Voor de afwikkeling van het testament in Pommeren geeft Louise Sparre aan PommerEsche de extra opdracht om alles te liquideren. Het lukt hem die opdracht in 1802 te voltooien. Het Rotermunder Haus in Stralsund wordt voor 12.300 thaler verkocht aan de Zweedse koning, die naar een zetel voor de gemeenteraden van de Pommerse landgoederen op zoek is. Diens vertegenwoordiger Carl Heinrich Ferdinand von Platen, heer van Silenz en Martensdorff op Rügen (1767-1819) legt in 1803 bij het Obergericht van Stralsund een lastig te doorgronden eis neer, namelijk erkenning door de gravin en Turkse erven van zijn geërfde recht van eerste weigering. Het vruchtgebruik van Nehringen en Medrow komt in handen van Essen, Borgenstierna en Debesche, maar zij weten dat het van korte duur zal zijn. De Zweedse koning heeft besloten zijn leenheerschap voor 80.000 rijksdaalder aan de Duitse Landgraaf Georg Wilhelm IX te verkopen, die het op zijn beurt voor 120.000 rijksdaalder doorverkoopt aan kamerheer baron Philip Carl Ludwig Schoultz von Ascheraden (1756-1826). Het leenrecht is als allodiaal-erf overgegaan op de kinderen van de broers en zussen van Brita Barnekow, die hun recht hebben verkocht aan Johann Carl von Zimmermann uit Neubrandenburg. Bij deze ingewikkelde vermogensverschuivingen moet worden voorkomen dat er zich plotseling nog andere gerechtigden of schuldeisers aandienen. In die tijd is er geen Kadaster om op af te gaan, zodat titelonderzoek noodzakelijk is. Het Hofgericht van Greifswald roept daarom mogelijke schuldeisers, zelfs van de ruim 11 jaar eerder overleden Carl Friedrich von Meijerfeldt, op zich te melden. De oproep wordt enkele weken achtereen in de Noord-Duitse en Zweedse kranten gezet:
Advertentie in Hamburgse kranten begin 1803
De afwikkeling van de erfenis in Zweden wordt door de Svea Hovrätt verzorgd.
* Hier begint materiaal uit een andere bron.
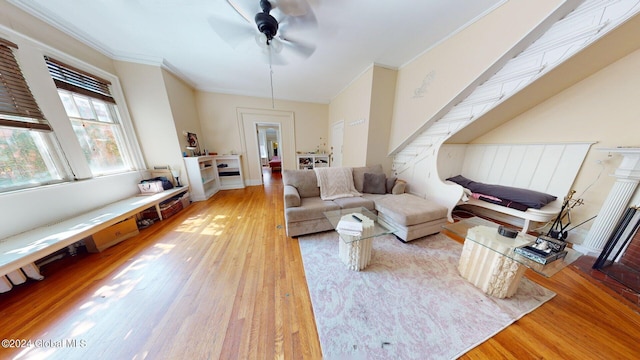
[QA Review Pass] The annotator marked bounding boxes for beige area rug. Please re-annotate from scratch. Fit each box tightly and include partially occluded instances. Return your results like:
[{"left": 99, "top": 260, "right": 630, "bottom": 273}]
[{"left": 299, "top": 231, "right": 555, "bottom": 359}]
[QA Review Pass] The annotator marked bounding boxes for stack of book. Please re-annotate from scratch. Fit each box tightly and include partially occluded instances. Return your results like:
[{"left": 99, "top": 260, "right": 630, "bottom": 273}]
[
  {"left": 336, "top": 214, "right": 362, "bottom": 236},
  {"left": 514, "top": 236, "right": 567, "bottom": 265}
]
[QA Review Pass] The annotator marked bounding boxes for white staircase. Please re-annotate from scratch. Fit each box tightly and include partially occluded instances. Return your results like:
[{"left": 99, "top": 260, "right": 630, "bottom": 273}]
[{"left": 393, "top": 0, "right": 640, "bottom": 201}]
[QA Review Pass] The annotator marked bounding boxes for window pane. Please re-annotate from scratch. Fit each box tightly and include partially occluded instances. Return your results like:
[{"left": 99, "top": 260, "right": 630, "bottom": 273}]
[
  {"left": 91, "top": 100, "right": 113, "bottom": 123},
  {"left": 71, "top": 119, "right": 128, "bottom": 175},
  {"left": 59, "top": 93, "right": 80, "bottom": 117},
  {"left": 72, "top": 95, "right": 96, "bottom": 119},
  {"left": 58, "top": 89, "right": 132, "bottom": 176},
  {"left": 0, "top": 127, "right": 63, "bottom": 191}
]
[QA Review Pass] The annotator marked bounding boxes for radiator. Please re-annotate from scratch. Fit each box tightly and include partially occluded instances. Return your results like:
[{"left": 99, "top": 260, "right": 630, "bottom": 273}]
[{"left": 0, "top": 263, "right": 44, "bottom": 293}]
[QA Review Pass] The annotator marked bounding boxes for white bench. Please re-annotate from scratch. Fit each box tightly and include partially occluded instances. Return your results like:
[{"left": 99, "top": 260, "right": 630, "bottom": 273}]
[
  {"left": 0, "top": 186, "right": 189, "bottom": 277},
  {"left": 438, "top": 143, "right": 593, "bottom": 231}
]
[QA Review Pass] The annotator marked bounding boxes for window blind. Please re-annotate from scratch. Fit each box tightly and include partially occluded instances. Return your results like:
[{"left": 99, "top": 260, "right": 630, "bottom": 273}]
[
  {"left": 0, "top": 39, "right": 52, "bottom": 131},
  {"left": 45, "top": 56, "right": 116, "bottom": 104}
]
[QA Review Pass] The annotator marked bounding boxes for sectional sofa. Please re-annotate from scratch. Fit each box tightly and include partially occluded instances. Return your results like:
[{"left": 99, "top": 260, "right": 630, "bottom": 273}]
[{"left": 282, "top": 165, "right": 447, "bottom": 241}]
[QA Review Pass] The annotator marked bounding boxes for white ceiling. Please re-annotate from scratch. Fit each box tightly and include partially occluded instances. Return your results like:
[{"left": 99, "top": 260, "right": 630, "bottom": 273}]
[{"left": 9, "top": 0, "right": 505, "bottom": 103}]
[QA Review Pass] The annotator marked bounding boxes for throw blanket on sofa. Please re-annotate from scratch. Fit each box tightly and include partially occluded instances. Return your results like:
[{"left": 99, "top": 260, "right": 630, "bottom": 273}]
[{"left": 313, "top": 167, "right": 361, "bottom": 200}]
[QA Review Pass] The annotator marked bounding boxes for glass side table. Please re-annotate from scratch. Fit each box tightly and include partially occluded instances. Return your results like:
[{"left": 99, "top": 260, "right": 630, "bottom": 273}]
[
  {"left": 445, "top": 218, "right": 582, "bottom": 298},
  {"left": 324, "top": 207, "right": 396, "bottom": 271}
]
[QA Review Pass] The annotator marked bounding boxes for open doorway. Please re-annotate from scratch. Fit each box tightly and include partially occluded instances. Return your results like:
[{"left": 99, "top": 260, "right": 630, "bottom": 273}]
[
  {"left": 237, "top": 108, "right": 296, "bottom": 186},
  {"left": 255, "top": 123, "right": 282, "bottom": 183}
]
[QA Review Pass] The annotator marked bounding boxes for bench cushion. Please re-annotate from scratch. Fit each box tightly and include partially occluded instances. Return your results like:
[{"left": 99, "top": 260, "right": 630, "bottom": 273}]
[{"left": 376, "top": 193, "right": 447, "bottom": 226}]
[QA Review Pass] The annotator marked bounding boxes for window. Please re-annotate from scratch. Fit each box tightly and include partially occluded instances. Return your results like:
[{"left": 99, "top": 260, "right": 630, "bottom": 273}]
[
  {"left": 0, "top": 39, "right": 66, "bottom": 192},
  {"left": 45, "top": 57, "right": 133, "bottom": 176}
]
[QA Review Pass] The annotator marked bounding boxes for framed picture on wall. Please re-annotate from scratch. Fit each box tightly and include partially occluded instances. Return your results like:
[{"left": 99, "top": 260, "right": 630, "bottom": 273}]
[{"left": 187, "top": 132, "right": 200, "bottom": 155}]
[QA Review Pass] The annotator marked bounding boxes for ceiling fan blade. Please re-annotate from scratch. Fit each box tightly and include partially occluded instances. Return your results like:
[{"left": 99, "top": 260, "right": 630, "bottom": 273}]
[
  {"left": 272, "top": 0, "right": 313, "bottom": 17},
  {"left": 208, "top": 16, "right": 256, "bottom": 49},
  {"left": 227, "top": 0, "right": 254, "bottom": 24},
  {"left": 279, "top": 36, "right": 316, "bottom": 58}
]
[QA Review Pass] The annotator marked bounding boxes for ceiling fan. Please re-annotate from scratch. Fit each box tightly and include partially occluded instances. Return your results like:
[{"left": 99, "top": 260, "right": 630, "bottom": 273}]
[{"left": 210, "top": 0, "right": 317, "bottom": 65}]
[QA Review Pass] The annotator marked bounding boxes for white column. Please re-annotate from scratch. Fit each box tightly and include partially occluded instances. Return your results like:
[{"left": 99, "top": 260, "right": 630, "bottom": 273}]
[{"left": 573, "top": 148, "right": 640, "bottom": 256}]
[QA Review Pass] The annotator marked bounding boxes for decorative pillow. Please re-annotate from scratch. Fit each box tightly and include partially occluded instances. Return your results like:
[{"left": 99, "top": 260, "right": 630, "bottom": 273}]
[
  {"left": 362, "top": 173, "right": 387, "bottom": 194},
  {"left": 353, "top": 164, "right": 384, "bottom": 192},
  {"left": 386, "top": 176, "right": 396, "bottom": 194},
  {"left": 391, "top": 179, "right": 407, "bottom": 195}
]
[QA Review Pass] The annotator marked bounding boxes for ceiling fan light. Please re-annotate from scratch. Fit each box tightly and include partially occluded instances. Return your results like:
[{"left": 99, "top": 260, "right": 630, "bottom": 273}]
[
  {"left": 256, "top": 33, "right": 269, "bottom": 49},
  {"left": 270, "top": 38, "right": 283, "bottom": 54}
]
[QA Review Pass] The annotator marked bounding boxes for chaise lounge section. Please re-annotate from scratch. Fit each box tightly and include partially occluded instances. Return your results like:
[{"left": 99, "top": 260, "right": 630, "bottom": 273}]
[{"left": 282, "top": 165, "right": 447, "bottom": 241}]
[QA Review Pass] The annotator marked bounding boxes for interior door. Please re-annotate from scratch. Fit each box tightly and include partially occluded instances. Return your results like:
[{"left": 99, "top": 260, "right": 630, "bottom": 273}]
[{"left": 330, "top": 121, "right": 344, "bottom": 167}]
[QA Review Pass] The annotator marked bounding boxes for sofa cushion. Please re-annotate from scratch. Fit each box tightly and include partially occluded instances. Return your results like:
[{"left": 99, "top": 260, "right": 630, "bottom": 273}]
[
  {"left": 333, "top": 196, "right": 376, "bottom": 210},
  {"left": 284, "top": 197, "right": 340, "bottom": 222},
  {"left": 353, "top": 164, "right": 384, "bottom": 192},
  {"left": 362, "top": 173, "right": 387, "bottom": 194},
  {"left": 282, "top": 170, "right": 320, "bottom": 198},
  {"left": 386, "top": 176, "right": 397, "bottom": 194},
  {"left": 376, "top": 193, "right": 447, "bottom": 226}
]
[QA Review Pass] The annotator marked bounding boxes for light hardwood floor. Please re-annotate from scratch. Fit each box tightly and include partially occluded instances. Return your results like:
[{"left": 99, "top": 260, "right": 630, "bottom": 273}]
[{"left": 0, "top": 172, "right": 640, "bottom": 359}]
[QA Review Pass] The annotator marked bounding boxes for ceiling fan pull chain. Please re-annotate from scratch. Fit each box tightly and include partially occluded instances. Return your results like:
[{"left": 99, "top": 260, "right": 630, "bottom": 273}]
[{"left": 269, "top": 45, "right": 276, "bottom": 109}]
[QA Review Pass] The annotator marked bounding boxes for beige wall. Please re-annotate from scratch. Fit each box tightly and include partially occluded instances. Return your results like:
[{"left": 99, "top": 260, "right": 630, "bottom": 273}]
[
  {"left": 389, "top": 0, "right": 575, "bottom": 152},
  {"left": 328, "top": 66, "right": 373, "bottom": 166},
  {"left": 114, "top": 61, "right": 188, "bottom": 173},
  {"left": 366, "top": 66, "right": 398, "bottom": 174},
  {"left": 473, "top": 50, "right": 640, "bottom": 239},
  {"left": 327, "top": 65, "right": 397, "bottom": 173},
  {"left": 196, "top": 91, "right": 329, "bottom": 181},
  {"left": 0, "top": 0, "right": 115, "bottom": 73},
  {"left": 162, "top": 70, "right": 200, "bottom": 158}
]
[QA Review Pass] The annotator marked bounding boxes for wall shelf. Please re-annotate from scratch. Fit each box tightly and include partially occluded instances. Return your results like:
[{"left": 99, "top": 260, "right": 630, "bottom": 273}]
[{"left": 296, "top": 154, "right": 330, "bottom": 170}]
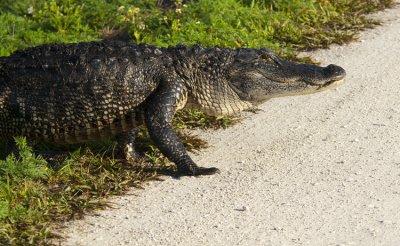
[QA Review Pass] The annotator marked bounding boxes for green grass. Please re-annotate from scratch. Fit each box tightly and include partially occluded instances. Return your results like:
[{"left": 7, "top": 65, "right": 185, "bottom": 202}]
[{"left": 0, "top": 0, "right": 393, "bottom": 245}]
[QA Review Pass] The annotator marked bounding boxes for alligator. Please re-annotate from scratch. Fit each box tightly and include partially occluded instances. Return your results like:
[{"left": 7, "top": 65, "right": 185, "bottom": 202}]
[{"left": 0, "top": 40, "right": 346, "bottom": 176}]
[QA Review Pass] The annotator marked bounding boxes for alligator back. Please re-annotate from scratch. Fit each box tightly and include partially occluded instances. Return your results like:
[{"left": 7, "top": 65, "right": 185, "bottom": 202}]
[{"left": 0, "top": 42, "right": 157, "bottom": 143}]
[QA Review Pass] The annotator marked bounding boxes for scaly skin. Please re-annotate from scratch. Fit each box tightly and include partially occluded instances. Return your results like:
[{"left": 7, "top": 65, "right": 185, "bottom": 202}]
[{"left": 0, "top": 41, "right": 345, "bottom": 175}]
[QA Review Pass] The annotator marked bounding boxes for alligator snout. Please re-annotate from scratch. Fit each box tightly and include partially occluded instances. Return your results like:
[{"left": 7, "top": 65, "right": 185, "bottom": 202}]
[{"left": 323, "top": 64, "right": 346, "bottom": 82}]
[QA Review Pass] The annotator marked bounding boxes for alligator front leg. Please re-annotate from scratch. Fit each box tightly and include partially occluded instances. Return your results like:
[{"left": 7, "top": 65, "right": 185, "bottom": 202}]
[{"left": 145, "top": 78, "right": 218, "bottom": 176}]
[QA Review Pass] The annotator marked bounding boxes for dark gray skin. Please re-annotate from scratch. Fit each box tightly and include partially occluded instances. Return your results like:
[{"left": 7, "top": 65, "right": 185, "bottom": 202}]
[{"left": 0, "top": 41, "right": 345, "bottom": 176}]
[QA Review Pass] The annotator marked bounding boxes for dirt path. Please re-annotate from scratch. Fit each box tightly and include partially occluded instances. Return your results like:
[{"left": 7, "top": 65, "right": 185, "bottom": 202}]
[{"left": 66, "top": 6, "right": 400, "bottom": 245}]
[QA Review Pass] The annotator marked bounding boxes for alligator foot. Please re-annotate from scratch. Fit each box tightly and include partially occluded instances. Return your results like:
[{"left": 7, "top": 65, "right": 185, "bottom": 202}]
[
  {"left": 116, "top": 129, "right": 144, "bottom": 162},
  {"left": 175, "top": 166, "right": 220, "bottom": 177}
]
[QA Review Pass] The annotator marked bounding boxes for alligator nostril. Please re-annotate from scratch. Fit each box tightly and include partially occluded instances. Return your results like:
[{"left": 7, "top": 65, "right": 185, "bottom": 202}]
[{"left": 324, "top": 64, "right": 346, "bottom": 80}]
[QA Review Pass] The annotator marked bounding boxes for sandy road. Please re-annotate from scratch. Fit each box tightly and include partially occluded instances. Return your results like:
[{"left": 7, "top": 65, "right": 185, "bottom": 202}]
[{"left": 66, "top": 6, "right": 400, "bottom": 245}]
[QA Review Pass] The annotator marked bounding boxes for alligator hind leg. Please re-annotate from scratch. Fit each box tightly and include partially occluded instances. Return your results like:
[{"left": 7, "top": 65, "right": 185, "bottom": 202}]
[{"left": 145, "top": 78, "right": 218, "bottom": 176}]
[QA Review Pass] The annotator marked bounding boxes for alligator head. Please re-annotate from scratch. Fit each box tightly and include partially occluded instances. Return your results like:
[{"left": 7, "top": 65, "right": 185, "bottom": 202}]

Van alle relevante stukken van de Senaat van Stralsund worden transcripties en vertalingen gemaakt, zodat 10 en 11 september 1800 het besluit tot executie kan vallen. Op 19 december stelt de Raad een uitgebreide financiële afrekening vast. Het gaat om de huizen in Stockholm, Näsby, Sundby en Ugerup. De andere bezittingen waren eerder door de laatste graaf verkocht. Van elk landgoed wordt de waarde van het vastgoed gegeven en daarna een gedetailleerde lijst van roerende zaken als edelmetalen, glas, porselein, stoelen, bureaus, rijtuigen en veldgereedschap. Op Ugerup is een bibliotheek en hangen 12 portretten van de familieleden, waar overigens niet veel waarde aan wordt toegekend. Alle eigendommen zijn opgeteld 55.248 rijksdaalder waard. (2)
1. Testament van de heer veldmaarschalk graaf Von Meijerfeldt en zijn vrouw gemalin, inclusief alle daarna volgende uitvoeringsbesluiten, in het Duits, Zweeds en Nederlands.
2. Riksarkivet Sverige, 420422. Svea Hovrätt, 01. Adelige Bouppteckningar, EIXb/160. 1800, fol. 68-120.